Contact between sessions - Afraid T will drop me, at any moment

wisteria

Confident
So, I think I'm 2 months into my new therapist. Trust is a big struggle for me but I like him overall. But there is always a BUT. It dawned on me today (after our session) that I still fear him rejecting me (I also have issues with rejection). It doesn't help that we don't have a consistent schedule. At one point we had a month of appointments scheduled, but now we are down to 2 future appointments scheduled. Part of me apparently fears that he will drop me at any moment, I think. I don't think that is doing much for the trust. I'm really tempted to email him my concerns rather than waiting until our next appointment, but we never addressed contact between appointments. Obviously I could wait, but it's hard to trust someone who you don't think is going to stick around. Honestly, I'm kinda surprised he hasn't picked up on this issue sooner, but hey, I am a guarded so I'll let it slide. He did ask today if there was anything he could do to make me less anxious about therapy? Should I wait? Should I email him? I just don't know. I don't want to break any boundaries but it does seem relevant, rather than me worrying that he'll drop me.
 

wisteria

Confident
Update! Right off the bat I told my therapist my concerns about him "dropping me," citing my rejection and trust issues. He explained that his old place of employment encouraged NOT having a set schedule so he was 'stuck' in that mindset (my words, not his). He hasn't been at the new location for even a year yet. Anyway, I explained that I don't need a consistent schedule; more that I needed some reassurance that he wasn't going to desert me. He said he could do better than that and give me 6 future appointments, lol. In short, I'm really glad I brought it up and he thanked me for doing so. And yes, I was really tempted not to say anything so I took your advance @KayW and did it right away. Whew!
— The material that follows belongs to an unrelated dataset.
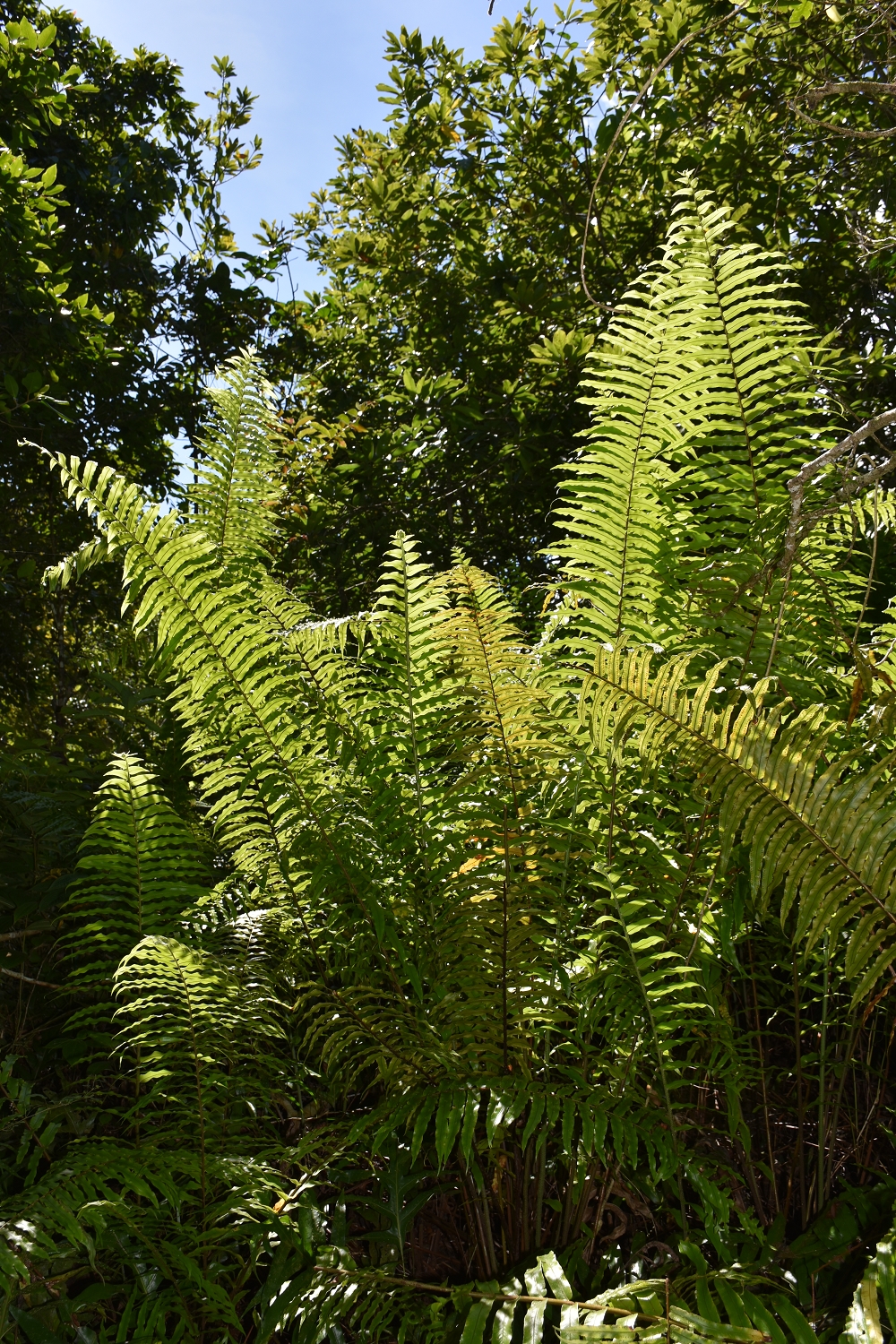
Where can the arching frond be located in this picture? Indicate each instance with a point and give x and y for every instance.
(820, 831)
I couldn't quite bring myself to discuss contact between sessions but hey, something is better than nothing.😉
 

Movingforward10

MyPTSD Pro
Update! Right off the bat I told my therapist my concerns about him "dropping me," citing my rejection and trust issues. He explained that his old place of employment encouraged NOT having a set schedule so he was 'stuck' in that mindset (my words, not his). He hasn't been at the new location for even a year yet. Anyway, I explained that I don't need a consistent schedule; more that I needed some reassurance that he wasn't going to desert me. He said he could do better than that and give me 6 future appointments, lol. In short, I'm really glad I brought it up and he thanked me for doing so. And yes, I was really tempted not to say anything so I took your advance @KayW and did it right away. Whew!

I couldn't quite bring myself to discuss contact between sessions but hey, something is better than nothing.😉
Great! Go you! Hopefully this will help show you that it's perfectly ok to raise your needs with your T and they will respond positively. It's brave to do. And the more we do it, the easier it gets.